Горожане солнца | страница 40
Долго-долго качалась Мицель в медленном хороводе снежных вершин, пыли созвездий, пока не оказалась в самой густой чащобе. Лес был тут такой тесный, что наверху сросся от снега. Единый сугроб покрывал деревья и был только кое-где затоплен лунным сиянием. Из берлоги в берлогу, из норы в нору бежали снеговики, и ни пылинки снега не слетело сверху. Вдали между стволов родилось красное свечение и все росло. Потом огонь мелькнул среди деревьев, и Мицель оказалась на берегу небольшого овражка.
С другой его стороны горели и коптили факелы. Они торчали из башенок, украшавших верхи снеговой стены. Стена была сложена из снежных шаров и комков разного размера.
— Видны! Видны! Овражный угол! — раздался оттуда громкий крик.
Факелы двинулись с места, и тут Мицель поняла, что не башенки, а снеговики стояли на стене и возле ворот. Они засуетились и полезли вниз. Тени заметались по склону оврага, словно их трепал ветер.
— Овражный угол! Отметьте! Овражный вперед всех доложил! — надрывался один снеговик, махая факелом.
Внутри поселения брякнули в железную звонилку, подождали секунду, как бы решаясь, и потом затрезвонили во всю мочь. Гул взволнованных голосов поднялся оттуда.
— Дуй! — грянул вдруг отклик переднего снеговика.

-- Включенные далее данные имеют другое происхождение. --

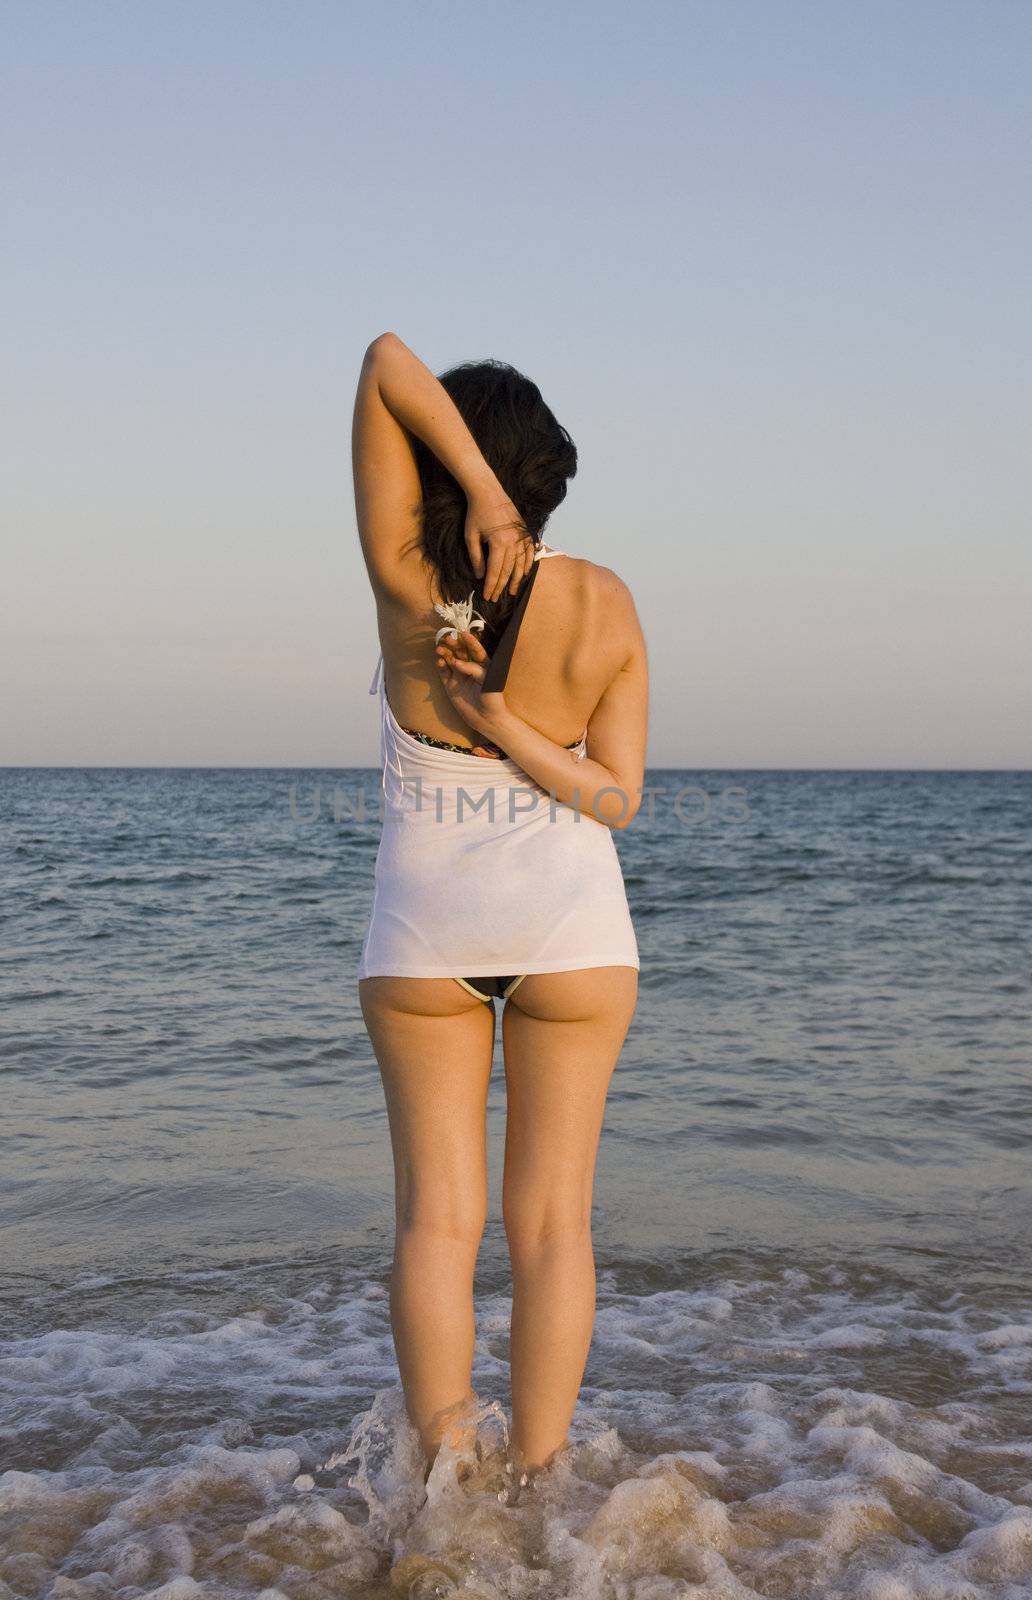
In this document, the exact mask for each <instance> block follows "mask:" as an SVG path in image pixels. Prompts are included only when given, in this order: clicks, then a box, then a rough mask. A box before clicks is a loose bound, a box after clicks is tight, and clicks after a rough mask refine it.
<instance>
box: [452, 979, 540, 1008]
mask: <svg viewBox="0 0 1032 1600" xmlns="http://www.w3.org/2000/svg"><path fill="white" fill-rule="evenodd" d="M525 978H526V973H520V976H518V978H456V984H462V989H469V992H470V995H477V1000H485V1002H486V1003H488V1005H490V1003H491V1000H507V998H509V995H510V994H512V990H514V989H515V987H517V984H522V982H523V979H525Z"/></svg>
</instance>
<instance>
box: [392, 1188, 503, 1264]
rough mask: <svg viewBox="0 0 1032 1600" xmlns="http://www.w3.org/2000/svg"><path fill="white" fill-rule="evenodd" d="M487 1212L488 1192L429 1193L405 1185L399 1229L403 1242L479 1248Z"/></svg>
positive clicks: (397, 1226) (395, 1226) (396, 1217)
mask: <svg viewBox="0 0 1032 1600" xmlns="http://www.w3.org/2000/svg"><path fill="white" fill-rule="evenodd" d="M486 1214H488V1206H486V1195H480V1194H469V1192H458V1190H445V1192H442V1194H434V1195H427V1194H424V1192H421V1190H419V1189H418V1187H411V1189H405V1187H402V1192H400V1194H398V1197H397V1208H395V1232H397V1237H398V1240H400V1242H414V1240H418V1242H419V1243H421V1245H422V1246H427V1245H434V1243H448V1245H464V1246H467V1248H469V1250H474V1251H475V1250H478V1246H480V1240H482V1238H483V1230H485V1227H486Z"/></svg>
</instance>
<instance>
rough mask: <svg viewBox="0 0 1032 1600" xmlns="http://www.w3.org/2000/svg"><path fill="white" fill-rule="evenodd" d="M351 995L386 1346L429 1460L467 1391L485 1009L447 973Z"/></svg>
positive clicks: (482, 1101) (472, 1360)
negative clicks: (386, 1308)
mask: <svg viewBox="0 0 1032 1600" xmlns="http://www.w3.org/2000/svg"><path fill="white" fill-rule="evenodd" d="M358 994H360V1000H362V1014H363V1016H365V1024H366V1027H368V1030H370V1038H371V1040H373V1050H374V1053H376V1061H378V1064H379V1070H381V1077H382V1082H384V1096H386V1101H387V1118H389V1123H390V1147H392V1150H394V1195H395V1245H394V1267H392V1274H390V1325H392V1330H394V1347H395V1352H397V1358H398V1370H400V1374H402V1387H403V1390H405V1405H406V1410H408V1414H410V1418H411V1421H413V1426H414V1427H416V1429H418V1430H419V1437H421V1440H422V1448H424V1451H426V1454H427V1462H432V1461H434V1456H435V1454H437V1450H438V1446H440V1442H442V1437H443V1434H445V1429H446V1424H448V1413H450V1411H451V1410H454V1408H456V1406H458V1405H461V1402H464V1400H466V1398H467V1397H469V1394H470V1373H472V1362H474V1267H475V1262H477V1251H478V1246H480V1237H482V1234H483V1224H485V1216H486V1189H488V1182H486V1099H488V1082H490V1077H491V1054H493V1048H494V1010H493V1006H488V1005H485V1003H483V1002H482V1000H474V997H472V995H470V994H467V992H466V990H464V989H461V987H459V984H456V982H453V979H450V978H366V979H363V981H362V982H360V984H358Z"/></svg>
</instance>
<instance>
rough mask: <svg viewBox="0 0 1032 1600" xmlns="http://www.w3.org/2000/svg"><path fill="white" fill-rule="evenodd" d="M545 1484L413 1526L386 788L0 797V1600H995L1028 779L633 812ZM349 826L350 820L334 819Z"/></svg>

От этого внезапного оглушительного крика Мицель вздрогнула и тут же с испугом увидела, что одно ухо у снеговика отвалилось.
Он схватился за опустевшее место и при этом так сильно встряхнул Мицель, что шапка съехала ей на единственный глаз и все закрыла. Только звуки остались: звон, завывания какой-то трубы и восклицания снеговиков, что покинули стены и скапливались теперь вокруг.
— Дорогу, братья, не гомони, не комкуйся! — бодро вскрикивал передний снеговик. Но гомон только густел.
— Оглоушили!
— Околодили!
— Да что же это!
— Покровы горизонтально влекутся!
— А вознесено лишь голое перекрестие!
— Беда!
— Билберда!
— Эй, — кричали со стороны стен, — эгей! Стену-то низвергать или помедлить? Внесение-то начинаем свершать или как?
— Тихо! — бабахнул снеговик из-под Мицели. Все на миг замолкли, только несся унылый звон. — Кто сейчас на курантах стоит?
— Трехрукий призван.
— Так… ладно. Скажу кратко: событие небывалое. Все мы содрогнемся. Но радостным, братия, содроганием. Покровы, значит, преклонены, так как чудесное обрели в себе содержание. Пусть взволнуется вся обитель. Сейчас, без лишнего чиноизмельчения чудесную эту ношу на площадь доставить.
— А что ж, стену разваливать все-таки?